Cette étude analyse en ces termes les conséquences de l’expatriation au Nigeria pour différentes populations :
-
Les Expatriés originaires d’économies développées, d’Amérique du Nord ou d’Europe de l’Ouest par exemple :
Expatriés de pays développés appartenant aux classes supérieures (groupe 1)
Expatriés de pays développés appartenant aux classes moyennes (groupe 2)
-
Les Expatriés du « Sud », i.e. d’économies à revenus moyens ou faibles tels que les pays d’Afrique, du Moyen-Orient, de certains pays d’Europe de l’Est et d’Amérique Latine :
Expatriés du « Sud » appartenant aux classes moyennes (groupe 3)
Expatriés du « Sud » appartenant aux classes modestes (groupe 4)
Au sein de chacun de ces groupes définis en fonction de la quantité de capital de différentes formes identifiée, certains sont envoyés au Nigeria en contrat d’expatriation (Groupe 1 pour la plupart) et les autres, en majorité, sont envoyés par l’entreprise avec des contrats plus précaires et moins intéressants que les contrats d’expatriés, ou expatriés à leur propre initiative (entrepreneurs sous-traitant pour l’entreprise notamment).
Contexte, Méthodologie et Données
Cette étude se fonde sur une recherche terrain de 18 mois (huit mois au Nigeria, dix mois en France) réalisant une sociologie des relations d’affaires franco-nigérianes. Cinq mois consécutifs ont été dédiés par l’un des chercheurs à l’observation d’expatriés au sein d’une multinationale (ici appelée Peironet) ayant sa maison-mère en France, une filiale au Nigeria et un projet (ici appelé Bouscatel) administrativement et légalement indépendant de la filiale nigériane.
18 entretiens semi-directifs d’une durée de 60 à 120 minutes ont été conduits en France et au Nigeria, en anglais, français et espagnol. Ceux-ci ont été menés selon une grille thématique visant à recueillir des informations sur 1) Les trajectoires sociales et spatiales des enquêtés 2) Leur profil détaillé au moment de l’enquête 3) Les motivations ou événements indépendants de leur volonté les ayant amené au Nigeria 4) Les raisons pour lesquelles ils restent dans ce pays, ou au contraire souhaitent en partir, leurs projets pour l’avenir 5) Les difficultés rencontrées et les appuis dont ils disposent dans la réalisation quotidienne de leur travail 6) Leur vie extra-professionnelle 7) Les relations entretenues avec un ensemble d’autres acteurs : leurs collègues, expatriés (de même nationalité / de nationalité différents) et nigérians, les expatriés d’autres entreprises, les nigérians d’autres entreprises (clients avec lesquels ils travaillent / non clients), etc.
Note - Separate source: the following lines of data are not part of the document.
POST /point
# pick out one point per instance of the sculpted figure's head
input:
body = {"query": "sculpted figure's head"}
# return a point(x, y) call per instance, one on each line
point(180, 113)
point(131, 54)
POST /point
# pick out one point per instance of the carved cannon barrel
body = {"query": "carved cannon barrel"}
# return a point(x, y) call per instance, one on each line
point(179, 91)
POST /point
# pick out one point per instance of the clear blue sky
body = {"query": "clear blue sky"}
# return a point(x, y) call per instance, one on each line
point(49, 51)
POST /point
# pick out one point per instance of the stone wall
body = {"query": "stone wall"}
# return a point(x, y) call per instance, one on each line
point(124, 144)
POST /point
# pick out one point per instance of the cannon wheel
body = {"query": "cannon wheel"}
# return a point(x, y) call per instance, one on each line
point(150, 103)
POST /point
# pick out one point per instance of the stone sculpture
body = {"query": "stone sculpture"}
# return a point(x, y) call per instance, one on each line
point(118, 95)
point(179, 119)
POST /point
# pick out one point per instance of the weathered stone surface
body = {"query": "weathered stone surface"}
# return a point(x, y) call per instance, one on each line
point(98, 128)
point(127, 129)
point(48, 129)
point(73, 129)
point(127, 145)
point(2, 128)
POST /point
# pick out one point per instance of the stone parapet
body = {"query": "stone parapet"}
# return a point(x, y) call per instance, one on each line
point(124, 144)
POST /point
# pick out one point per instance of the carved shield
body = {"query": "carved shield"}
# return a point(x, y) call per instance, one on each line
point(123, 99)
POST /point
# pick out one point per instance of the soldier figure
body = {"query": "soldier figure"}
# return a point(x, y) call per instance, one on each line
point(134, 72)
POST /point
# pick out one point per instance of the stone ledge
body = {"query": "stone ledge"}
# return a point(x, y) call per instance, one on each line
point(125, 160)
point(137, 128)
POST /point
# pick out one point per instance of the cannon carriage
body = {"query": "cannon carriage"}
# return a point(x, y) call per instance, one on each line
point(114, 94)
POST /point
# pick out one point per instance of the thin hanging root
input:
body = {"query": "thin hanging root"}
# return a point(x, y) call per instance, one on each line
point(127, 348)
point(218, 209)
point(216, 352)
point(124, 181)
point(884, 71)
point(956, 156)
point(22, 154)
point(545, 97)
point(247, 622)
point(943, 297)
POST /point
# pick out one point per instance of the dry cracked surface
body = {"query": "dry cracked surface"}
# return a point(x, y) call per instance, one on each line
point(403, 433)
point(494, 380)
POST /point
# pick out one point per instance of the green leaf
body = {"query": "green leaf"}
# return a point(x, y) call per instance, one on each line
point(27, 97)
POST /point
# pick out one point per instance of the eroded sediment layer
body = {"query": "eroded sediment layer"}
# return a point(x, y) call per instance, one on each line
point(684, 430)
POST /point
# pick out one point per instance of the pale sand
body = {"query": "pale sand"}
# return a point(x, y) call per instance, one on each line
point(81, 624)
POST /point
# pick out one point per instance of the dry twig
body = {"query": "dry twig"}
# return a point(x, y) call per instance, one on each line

Ces informations ont permis d’établir divers types de trajectoires en fonction des nationalités des enquêtés, ainsi que différentes manières de prendre place au sein des entreprises pour lesquelles ils travaillent, de la communauté d’affaires franco-nigériane et de celle des expatriés au Nigeria, également fortement influencées par le pays d’origine (déterminant lui-même une certaine situation socio-économique).
L’observation des activités de la filiale et du projet a eu lieu sur une base quotidienne, en tant qu’auditeur qualité. Les missions confiées par l’entreprise étaient les suivantes : audit des relations avec le principal client nigérian, création d’un système de gestion de la documentation liée au principal projet commercial mené au Nigeria depuis sa création (contrats et correspondance principalement), compte-rendu sur les activités internes à la filiale (rythme des réunions et flux de communication interne principalement), préparation des documents nécessaires à un audit interne. Dans le cadre de la mission de mise au point d’une base de données permettant de classer et d’indexer la documentation écrite relative au principal projet commercial, l’accès à la correspondance a été donné par la direction de la filiale. Les lettres et e-mails échangés depuis le début du projet entre la filiale nigériane et le siège, et entre l’entreprise et son principal client au Nigeria ont été enregistrés dans une base de données (857 entrées). Bien que non formellement codés, l’analyse de leur contenu a fourni des informations sur la manière dont différents acteurs tenaient leur rôle professionnel en contexte de correspondance formelle, le ton employé en fonction des interlocuteurs concernés, etc.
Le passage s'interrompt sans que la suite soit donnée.